Эта штука посильнее, чем «Электрон так же неисчерпаем, как и атом»!

Понятно теперь, почему мы должны описывать электрон в классических терминах волна — частица, хотя он не является ни тем, ни другим?

Вернемся, однако, к нашим зверушкам.

В действительности наиболее радикальным разрывом с прежними представлениями в квантовой механике является не само по себе использование вероятностей. Мы видели, что и в классической механике наши возможности точного решения задачи во многих случаях ограничены самой природой задачи. При этом использование вероятностного языка не только возможно, но и неизбежно. Однако, в классическом случае всегда складываются вероятности независимых событий. В квантовом же случае складываются амплитуды. Именно это и приводит к появлению интерференционных, то есть волновых, явлений (подумайте, почему!). Нет ничего особенно интересного в утверждении, что в наглухо закрытом ящике лежит либо живая, либо мертвая кошка — как нет ничего интересного в утверждении, что монетка упадет с равными вероятностями либо орлом, либо решкой. Все парадоксы квантовой механики связаны с тем, что эти состояния интерферируют. Так вот. Если мы рассматриваем строго изолированную от внешнего мира систему, то никакой ошибки в рассуждении Шредингера нет. Как и в проблеме предсказуемости в классической механике, мы должны несколько изменить постановку задачи и рассмотреть открытые системы. Такая задача была впервые поставлена в четкой математической форме в 1963 году великим американским физиком Ричардом Фейнманом — тем самым, который придал квантовой физике ее современную форму, научив нас суммировать по траекториям и придумав свои знаменитые диаграммы. В результате ее тщательного исследования (особо важную роль здесь сыграли работы американского физика А. Леггетта) оказалось, что взаимодействие с окружением разрушает квантовую интерференцию, превращая тем самым квантовую систему в классическую, причем тем быстрее, чем больше масса системы. Так что классические системы, в том числе измерительные приборы, существуют потому, что они взаимодействуют с окружающим миром! Кстати, совсем изолировать какую-то систему в нашей Вселенной невозможно, даже в межгалактическом пространстве — никуда не деться от заполняющего весь мир так называемого реликтового излучения… Но это уже, как говорится, совсем другая история.
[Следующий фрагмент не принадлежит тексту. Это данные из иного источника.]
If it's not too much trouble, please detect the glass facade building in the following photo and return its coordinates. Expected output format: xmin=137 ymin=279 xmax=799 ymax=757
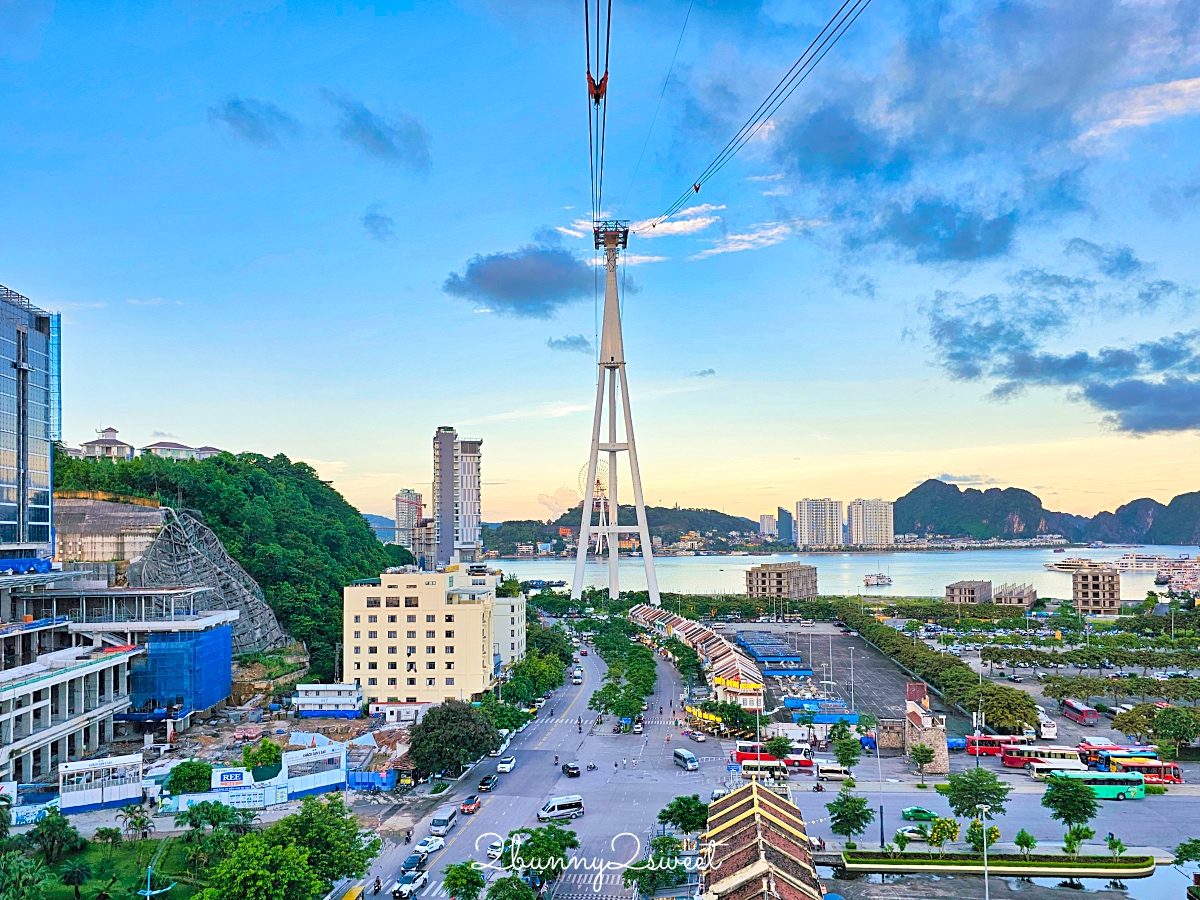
xmin=0 ymin=285 xmax=57 ymax=550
Для того, чтобы изучить взаимодействие макрообъектов с окружением и связанные с этим эффекты разрушения квантовой интерференции, к счастью, нет нужды так живодерствовать как в оригинальной постановке проблемы. Все эти явления сейчас изучаются на так называемых сверхпроводящих квантовых устройствах (СКВИДах), малых магнитных частицах или магнитных молекулах, и других объектах. Но обсуждение всех этих вопросов завело бы нас сейчас слишком далеко. Мне хотелось бы отметить другое. Конечно, физика не может решать «вечные» философские проблемы — о предопределении, то есть судьбе, свободе воли, причинности, случайности и так далее, и, думаю, ни в коем случае и не должна пытаться это делать — добром это не кончится… Но она явно «имеет что сказать» по всем этим вопросам такого, что неплохо бы знать каждому образованному человеку — чтобы получше представлять себе, как устроен мир, в котором он живет. Здесь я хотел дать читателю представление о сложности и «многогранности» одной из принципиальных проблем современной науки — проблемы предсказуемости поведения различных систем и объектов. Оказывается, что даже в классической механике Ньютона возможность предсказать движение системы для достаточно больших промежутков времени, как правило, ограничена. В современной квантовой физике возможность однозначных предсказаний ограничена еще сильнее, и сам математический аппарат сориентирован на вычисление вероятностей различных процессов. При этом проблема предсказуемости оказывается очень тесно связанной с открытостью этих систем — их (сколь угодно малым, но конечным) взаимодействием с остальной Вселенной. При этом, парадоксальным образом, в квантовой механике эта «открытость» не уничтожает, а, напротив, создает в некоторых случаях возможность делать определенные предсказания, разрушая квантовую «интерференцию состояний». Все эти вопросы можно лишь «обозначить» в короткой статье, но я надеюсь, любопытство части читателей будет разбужено достаточно, чтобы они попытались читать более серьезную литературу по этим вопросам.